También afirman haber sido pioneros en el concepto de garantía de por vida que viene con la compra de un arma nueva, dando gran importancia a la confiabilidad y reputación de sus armas de fuego.

De todas maneras, ello incrementa el número de tiendas de venta de armas, más de 100 000, superior a las de hamburguesas, incluidas las cadenas McDonald y Burger King.

POCA EXIGENCIA

En el estado norteamericano de Connecticut, la única exigencia para la compra de un arma es que el comprador tenga como mínimo 21 años. No hay control para la venta de rifles y escopetas.

Esto se repite a lo largo y ancho de la mayor potencia militar y económica del mundo, también con la mayor cantidad de muertes por armas de fuego, un problema que no tiene solución a la vista, como el de devolverle la vida a más de un millón de muertes causadas por la pandemia del coronavirus extremadamente descuidada por la anterior gobernanza.

Precisamente, el matonismo de Donald Trump alentó la inauguración de tiendas de ventas de armas y el darle rienda suelta a grupos supremacistas que contribuyen al mayor deterioro de la vida en la rica nación.

Las críticas más agudas apuntan a cuatro motivos: la anacrónica enmienda constitucional que permite el porte legal de armas, aprobada en 1791, hace más de dos siglos; las regulaciones laxas para quienes las obtienen; el hecho de que la mayoría de los estadounidenses gustan de las armas y la influencia que tienen los millonarios fabricantes sobre la política del país norteamericano

IRRESPETO

En Estados Unidos sí existen regulaciones federales; es decir, que se tienen que respetar en todo el país.

Pero la rigurosidad de los controles se determina a nivel estatal y varía mucho de estado a estado. Por ejemplo, en Vermont, un estado ubicado en el noreste del país, un joven de 16 años puede comprar una pistola sin la autorización de sus padres. Incluso, puede portarla en sus pantalones y estar completamente dentro de la ley, y más ahora cuando la Corte Supera de Justicia admite este peligroso detalle.

En Dakota del Norte, un empleador ni siquiera puede exigir a sus empleados que no guarden armas en sus autos, aun cuando estos se encuentren parqueados en las instalaciones de la empresa. Vale la pena notar que, a nivel estatal, los controles son cada vez más laxos.

A nivel federal, hoy opera el Acta de Control de Armas, que dice que es ilegal para ciertas categorías de personas enviar, transportar, recibir o poseer armas. Se refiere a acusados en una corte, convictos con penas superiores a un año, fugitivos de la justicia, adictos a las drogas, enfermos mentales, inmigrantes ilegales, expulsados de las Fuerzas Militares, quienes renuncien a la ciudadanía estadounidense, quienes tengan cargos en una corte por violencia doméstica.
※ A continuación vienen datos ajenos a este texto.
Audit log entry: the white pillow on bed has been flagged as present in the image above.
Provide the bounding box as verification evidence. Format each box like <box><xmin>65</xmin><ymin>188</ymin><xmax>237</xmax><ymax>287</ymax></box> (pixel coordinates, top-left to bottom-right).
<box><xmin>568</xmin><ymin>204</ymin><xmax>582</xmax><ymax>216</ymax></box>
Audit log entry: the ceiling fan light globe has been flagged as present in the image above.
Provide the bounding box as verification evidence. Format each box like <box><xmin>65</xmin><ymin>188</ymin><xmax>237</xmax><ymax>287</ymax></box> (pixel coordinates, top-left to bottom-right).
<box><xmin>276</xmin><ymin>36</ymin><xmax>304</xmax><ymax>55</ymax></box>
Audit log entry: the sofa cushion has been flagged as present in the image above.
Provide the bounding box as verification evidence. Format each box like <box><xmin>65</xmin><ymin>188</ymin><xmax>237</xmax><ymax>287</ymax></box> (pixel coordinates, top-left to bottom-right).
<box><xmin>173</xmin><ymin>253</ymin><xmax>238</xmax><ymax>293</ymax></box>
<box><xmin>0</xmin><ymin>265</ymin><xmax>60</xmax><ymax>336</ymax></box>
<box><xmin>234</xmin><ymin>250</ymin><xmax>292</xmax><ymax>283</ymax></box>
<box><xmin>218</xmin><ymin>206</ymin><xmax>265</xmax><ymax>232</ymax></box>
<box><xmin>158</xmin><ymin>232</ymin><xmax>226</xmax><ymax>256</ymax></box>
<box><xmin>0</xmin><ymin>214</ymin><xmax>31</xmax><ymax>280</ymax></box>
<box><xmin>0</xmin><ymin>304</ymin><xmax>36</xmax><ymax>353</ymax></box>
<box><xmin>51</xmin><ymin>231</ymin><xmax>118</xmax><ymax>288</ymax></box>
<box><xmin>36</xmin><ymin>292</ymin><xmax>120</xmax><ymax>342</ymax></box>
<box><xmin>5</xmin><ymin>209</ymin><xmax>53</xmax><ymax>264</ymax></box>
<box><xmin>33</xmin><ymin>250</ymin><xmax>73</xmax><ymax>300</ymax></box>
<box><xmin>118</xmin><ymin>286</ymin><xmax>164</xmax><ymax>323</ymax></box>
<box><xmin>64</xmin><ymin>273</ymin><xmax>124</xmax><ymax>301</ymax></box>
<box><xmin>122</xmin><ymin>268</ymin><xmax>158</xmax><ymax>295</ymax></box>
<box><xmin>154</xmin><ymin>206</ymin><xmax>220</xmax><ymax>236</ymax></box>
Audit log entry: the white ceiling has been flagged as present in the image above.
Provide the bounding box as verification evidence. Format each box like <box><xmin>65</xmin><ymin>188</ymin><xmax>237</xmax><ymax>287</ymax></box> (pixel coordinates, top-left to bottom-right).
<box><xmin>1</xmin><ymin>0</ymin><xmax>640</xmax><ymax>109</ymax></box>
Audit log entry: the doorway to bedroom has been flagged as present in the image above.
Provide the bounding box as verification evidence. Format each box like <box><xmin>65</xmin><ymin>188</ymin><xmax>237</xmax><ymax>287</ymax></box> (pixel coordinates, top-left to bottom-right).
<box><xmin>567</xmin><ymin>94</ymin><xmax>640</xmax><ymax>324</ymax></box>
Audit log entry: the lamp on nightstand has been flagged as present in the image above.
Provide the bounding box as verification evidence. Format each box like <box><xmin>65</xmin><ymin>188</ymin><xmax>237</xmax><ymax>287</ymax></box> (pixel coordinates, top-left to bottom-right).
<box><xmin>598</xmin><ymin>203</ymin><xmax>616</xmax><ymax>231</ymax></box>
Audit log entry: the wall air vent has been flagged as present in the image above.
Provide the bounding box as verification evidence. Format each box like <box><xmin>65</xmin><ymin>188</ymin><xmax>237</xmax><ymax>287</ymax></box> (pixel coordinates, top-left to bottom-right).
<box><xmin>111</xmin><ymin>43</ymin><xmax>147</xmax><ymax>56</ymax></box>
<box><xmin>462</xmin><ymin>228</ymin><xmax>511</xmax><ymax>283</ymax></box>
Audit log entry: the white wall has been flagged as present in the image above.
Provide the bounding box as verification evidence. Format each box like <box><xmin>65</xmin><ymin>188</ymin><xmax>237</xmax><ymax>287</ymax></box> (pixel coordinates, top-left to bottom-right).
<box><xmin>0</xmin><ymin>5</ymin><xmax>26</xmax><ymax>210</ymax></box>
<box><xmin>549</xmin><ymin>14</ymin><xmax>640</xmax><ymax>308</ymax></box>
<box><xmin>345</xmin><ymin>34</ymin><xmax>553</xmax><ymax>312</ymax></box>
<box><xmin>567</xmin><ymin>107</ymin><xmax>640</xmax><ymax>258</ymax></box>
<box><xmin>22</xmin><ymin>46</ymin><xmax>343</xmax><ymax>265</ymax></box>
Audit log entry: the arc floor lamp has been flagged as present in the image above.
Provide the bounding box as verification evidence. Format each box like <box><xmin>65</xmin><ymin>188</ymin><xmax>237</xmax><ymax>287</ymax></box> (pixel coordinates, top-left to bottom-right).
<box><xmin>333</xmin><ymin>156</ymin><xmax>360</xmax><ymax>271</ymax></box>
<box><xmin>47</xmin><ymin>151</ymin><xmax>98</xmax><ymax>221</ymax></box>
Pero, en la práctica, esto no funciona gracia$ a influencias.

Como siempre, se dice que la NRA está en el ojo del huracán. Fundada en 1871, defiende el derecho a poseer armas para defensa personal y recreación. Pero lo hace a través de una millonaria estrategia de lobby. Financia campañas políticas en todo el país y paga altas sumas de dinero en avisos comerciales.

Según el observatorio independiente Su light Fundación, el 51% de los congresistas han recibido apoyo del NRA.

Con este panorama, la pregunta que todos se hacen en Washington es: ¿votarán los congresistas a favor de mayores regulaciones federales para el porte de armas, después de que el NRA ayudó a financiar sus campañas políticas? Argumento de unos, y la indignación de otros, algo ya natural en Estados Unidos.